What parents want L.A.’s school board to work on: students’ lunch
Liliana Rodriguez was alarmed when her son told her he bit into a meat patty and felt his teeth come into contact with frozen meat.
Tuesday morning, she found a way to air her concerns when Steve Zimmer visited her child’s school, Vine Elementary School, in Hollywood. Zimmer stopped by for the first day to talk to parents, in a conversation that switched between Spanish and English.
“I’m a very involved parent,” said Rodriguez, mother of a fifth-grader at Vine Street, and a 12-year-old who went to Vine Street and is now in 8th grade at a different school. Rodriguez quickly became accustomed to her sons’ food complaints, and initially tuned them out.
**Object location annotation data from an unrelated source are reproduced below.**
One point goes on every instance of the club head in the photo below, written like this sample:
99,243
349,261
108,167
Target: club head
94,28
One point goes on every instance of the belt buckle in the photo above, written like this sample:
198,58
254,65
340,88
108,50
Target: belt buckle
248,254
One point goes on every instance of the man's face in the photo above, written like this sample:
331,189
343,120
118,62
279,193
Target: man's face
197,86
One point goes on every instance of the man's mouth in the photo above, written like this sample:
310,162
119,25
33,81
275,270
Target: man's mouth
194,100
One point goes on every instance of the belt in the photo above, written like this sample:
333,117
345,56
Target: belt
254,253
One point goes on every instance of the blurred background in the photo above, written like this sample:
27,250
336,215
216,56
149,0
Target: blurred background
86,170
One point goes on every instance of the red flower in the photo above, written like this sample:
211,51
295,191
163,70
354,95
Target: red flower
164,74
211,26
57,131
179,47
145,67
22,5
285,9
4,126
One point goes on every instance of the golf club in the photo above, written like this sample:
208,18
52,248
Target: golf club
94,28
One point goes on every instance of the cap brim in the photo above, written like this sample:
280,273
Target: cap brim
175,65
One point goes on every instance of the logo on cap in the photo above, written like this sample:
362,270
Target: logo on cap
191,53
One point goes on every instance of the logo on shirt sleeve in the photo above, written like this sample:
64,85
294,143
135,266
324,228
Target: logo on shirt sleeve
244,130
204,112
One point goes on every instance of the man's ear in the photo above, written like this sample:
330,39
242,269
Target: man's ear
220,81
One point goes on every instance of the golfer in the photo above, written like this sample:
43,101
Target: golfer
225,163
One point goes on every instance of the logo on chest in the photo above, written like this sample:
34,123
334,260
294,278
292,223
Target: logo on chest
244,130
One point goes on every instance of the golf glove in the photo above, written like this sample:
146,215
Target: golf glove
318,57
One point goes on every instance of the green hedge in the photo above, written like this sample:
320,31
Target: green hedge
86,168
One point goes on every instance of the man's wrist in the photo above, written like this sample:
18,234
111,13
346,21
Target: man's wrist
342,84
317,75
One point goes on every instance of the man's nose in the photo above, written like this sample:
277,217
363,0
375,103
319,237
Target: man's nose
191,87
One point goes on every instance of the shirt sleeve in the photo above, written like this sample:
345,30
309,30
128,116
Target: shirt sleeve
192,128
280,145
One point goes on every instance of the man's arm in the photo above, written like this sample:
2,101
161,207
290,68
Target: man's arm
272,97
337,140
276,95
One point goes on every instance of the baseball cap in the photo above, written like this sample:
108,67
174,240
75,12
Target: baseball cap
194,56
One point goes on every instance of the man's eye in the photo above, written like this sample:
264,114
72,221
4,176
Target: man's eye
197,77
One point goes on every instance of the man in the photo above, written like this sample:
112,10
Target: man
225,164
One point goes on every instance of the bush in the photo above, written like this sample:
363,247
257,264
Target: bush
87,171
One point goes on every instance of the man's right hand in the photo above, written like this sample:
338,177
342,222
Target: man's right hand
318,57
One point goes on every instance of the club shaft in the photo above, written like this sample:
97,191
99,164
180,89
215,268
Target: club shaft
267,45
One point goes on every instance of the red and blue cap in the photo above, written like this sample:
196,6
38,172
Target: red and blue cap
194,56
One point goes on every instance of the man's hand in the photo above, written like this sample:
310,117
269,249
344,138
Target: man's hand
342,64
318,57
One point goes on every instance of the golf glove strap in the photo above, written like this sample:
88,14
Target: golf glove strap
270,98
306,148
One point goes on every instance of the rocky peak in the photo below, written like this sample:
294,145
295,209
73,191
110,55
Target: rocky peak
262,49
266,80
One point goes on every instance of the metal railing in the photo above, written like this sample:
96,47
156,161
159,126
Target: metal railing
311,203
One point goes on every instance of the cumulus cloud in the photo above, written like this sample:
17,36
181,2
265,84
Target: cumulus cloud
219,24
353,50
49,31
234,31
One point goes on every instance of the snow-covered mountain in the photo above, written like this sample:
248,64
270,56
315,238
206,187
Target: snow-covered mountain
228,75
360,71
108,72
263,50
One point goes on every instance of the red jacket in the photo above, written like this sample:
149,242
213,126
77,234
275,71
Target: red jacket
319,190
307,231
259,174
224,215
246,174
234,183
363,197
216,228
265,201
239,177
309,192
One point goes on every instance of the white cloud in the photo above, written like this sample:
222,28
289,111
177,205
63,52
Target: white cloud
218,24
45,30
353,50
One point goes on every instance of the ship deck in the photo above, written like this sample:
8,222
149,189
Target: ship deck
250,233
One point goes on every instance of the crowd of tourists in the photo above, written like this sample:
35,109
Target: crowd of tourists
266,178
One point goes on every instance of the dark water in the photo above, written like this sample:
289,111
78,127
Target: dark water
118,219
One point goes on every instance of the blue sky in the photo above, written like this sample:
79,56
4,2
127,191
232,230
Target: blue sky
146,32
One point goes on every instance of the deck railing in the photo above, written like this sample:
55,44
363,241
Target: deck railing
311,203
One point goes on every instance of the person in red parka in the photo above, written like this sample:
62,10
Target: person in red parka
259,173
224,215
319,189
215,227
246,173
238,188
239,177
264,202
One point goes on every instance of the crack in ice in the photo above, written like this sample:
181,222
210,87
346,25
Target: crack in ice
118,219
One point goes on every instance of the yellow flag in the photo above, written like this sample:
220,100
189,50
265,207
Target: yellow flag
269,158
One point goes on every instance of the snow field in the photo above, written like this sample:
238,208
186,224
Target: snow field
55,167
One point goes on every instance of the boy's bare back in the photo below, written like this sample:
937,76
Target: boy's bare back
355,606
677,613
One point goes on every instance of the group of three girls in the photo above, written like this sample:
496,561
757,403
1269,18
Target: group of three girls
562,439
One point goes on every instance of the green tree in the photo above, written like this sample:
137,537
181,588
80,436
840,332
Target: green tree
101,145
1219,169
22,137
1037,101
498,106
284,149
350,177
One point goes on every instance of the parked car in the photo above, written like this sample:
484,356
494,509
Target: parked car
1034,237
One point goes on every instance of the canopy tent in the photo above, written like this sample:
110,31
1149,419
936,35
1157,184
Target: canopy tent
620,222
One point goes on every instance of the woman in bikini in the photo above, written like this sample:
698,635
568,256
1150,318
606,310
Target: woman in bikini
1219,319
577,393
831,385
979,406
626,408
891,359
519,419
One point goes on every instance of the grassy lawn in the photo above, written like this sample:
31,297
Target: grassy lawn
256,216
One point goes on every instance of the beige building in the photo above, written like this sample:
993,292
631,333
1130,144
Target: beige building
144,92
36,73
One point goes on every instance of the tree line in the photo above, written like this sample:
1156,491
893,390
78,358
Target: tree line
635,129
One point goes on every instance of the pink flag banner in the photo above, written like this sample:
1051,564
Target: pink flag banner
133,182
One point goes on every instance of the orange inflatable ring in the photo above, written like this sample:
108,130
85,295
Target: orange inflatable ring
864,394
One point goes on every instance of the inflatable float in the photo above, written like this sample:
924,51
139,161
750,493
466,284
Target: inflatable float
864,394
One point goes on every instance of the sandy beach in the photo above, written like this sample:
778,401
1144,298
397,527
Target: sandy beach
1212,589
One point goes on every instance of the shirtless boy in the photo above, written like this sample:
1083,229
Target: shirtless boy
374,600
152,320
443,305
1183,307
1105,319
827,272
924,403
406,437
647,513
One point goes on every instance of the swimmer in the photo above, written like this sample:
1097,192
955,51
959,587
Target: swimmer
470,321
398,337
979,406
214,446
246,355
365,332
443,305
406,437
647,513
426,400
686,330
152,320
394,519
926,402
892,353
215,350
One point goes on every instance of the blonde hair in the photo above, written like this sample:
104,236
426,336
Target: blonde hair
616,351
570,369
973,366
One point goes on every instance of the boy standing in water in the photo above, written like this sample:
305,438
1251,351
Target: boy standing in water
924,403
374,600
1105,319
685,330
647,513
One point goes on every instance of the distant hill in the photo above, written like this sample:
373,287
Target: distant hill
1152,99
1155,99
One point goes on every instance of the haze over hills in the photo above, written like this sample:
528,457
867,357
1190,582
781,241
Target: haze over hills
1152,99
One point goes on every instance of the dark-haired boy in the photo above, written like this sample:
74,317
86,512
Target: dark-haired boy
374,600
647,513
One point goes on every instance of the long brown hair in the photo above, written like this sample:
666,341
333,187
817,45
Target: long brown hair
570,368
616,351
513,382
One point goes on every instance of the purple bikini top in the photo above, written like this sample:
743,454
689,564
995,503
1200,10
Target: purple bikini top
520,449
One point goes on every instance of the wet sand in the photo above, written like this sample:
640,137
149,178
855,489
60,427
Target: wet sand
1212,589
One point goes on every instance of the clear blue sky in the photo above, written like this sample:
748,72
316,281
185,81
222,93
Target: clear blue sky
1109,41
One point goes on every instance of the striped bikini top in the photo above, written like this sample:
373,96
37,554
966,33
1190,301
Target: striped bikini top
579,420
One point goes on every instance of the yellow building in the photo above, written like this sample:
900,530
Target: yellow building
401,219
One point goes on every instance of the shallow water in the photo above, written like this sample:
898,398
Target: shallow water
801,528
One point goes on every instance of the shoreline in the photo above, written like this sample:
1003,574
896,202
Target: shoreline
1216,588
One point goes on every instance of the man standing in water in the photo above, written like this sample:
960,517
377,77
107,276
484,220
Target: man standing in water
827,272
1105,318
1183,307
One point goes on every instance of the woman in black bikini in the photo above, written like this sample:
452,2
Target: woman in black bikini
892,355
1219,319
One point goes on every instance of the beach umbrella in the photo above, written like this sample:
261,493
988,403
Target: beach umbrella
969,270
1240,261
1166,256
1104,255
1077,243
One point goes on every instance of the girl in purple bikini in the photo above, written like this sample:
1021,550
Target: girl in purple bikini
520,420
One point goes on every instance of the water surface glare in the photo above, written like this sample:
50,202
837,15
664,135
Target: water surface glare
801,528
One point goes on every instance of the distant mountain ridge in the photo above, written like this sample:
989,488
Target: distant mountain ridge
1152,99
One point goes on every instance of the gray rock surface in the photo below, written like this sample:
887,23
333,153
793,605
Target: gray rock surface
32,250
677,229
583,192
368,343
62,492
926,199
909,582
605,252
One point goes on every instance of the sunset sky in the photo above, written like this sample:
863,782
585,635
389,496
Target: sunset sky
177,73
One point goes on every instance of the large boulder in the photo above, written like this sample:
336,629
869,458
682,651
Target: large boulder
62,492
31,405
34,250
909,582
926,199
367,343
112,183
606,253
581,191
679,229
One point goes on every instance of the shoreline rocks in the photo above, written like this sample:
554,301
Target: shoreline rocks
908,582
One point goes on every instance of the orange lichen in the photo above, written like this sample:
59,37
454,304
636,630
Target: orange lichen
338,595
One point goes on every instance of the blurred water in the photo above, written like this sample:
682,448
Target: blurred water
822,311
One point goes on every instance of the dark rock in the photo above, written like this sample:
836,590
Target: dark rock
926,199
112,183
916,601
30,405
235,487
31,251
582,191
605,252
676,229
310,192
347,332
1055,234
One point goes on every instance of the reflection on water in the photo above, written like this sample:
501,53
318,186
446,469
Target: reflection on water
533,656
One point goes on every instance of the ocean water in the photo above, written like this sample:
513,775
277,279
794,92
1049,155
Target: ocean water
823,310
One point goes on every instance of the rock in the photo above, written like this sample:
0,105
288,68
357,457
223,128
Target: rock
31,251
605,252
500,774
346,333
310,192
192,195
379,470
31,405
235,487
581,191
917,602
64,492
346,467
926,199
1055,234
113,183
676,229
But she started taking their gripes seriously about three years ago, when she drank from a school-supplied milk carton and it didn’t taste quite fresh.
Her sons told her that the food is often undercooked. Sometimes, they bite into patties and feel something frozen. “My kids don’t like to eat at school very often because the foods are frozen.” She says this is a concern for the kids, but she also worries about wasted food.
As a result, she says, ”I prepare lunches.” Sandwiches, mostly.
She’s heard other parents complain, but this was the first time she has spoken up. She added that a school employee told her that apples don’t get washed, and complained to Zimmer about that.
Rodriguez has lived in Hollywood for 20 years. You don’t just watch out for your own kids, she said, but ”you also watch out for everybody in the community.”
New Principal Kurt Lowry said that the school is concerned any time a parent has a complaint, and tries to determine if the problem is legitimate. “If there is a problem, we’ll make sure that we address it immediately.”
He added that the school had already put in calls to food services immediately after hearing from Rodriguez. “We don’t even know if there is a problem,” he said. But he wants to get to the bottom of the mystery of the frozen patties.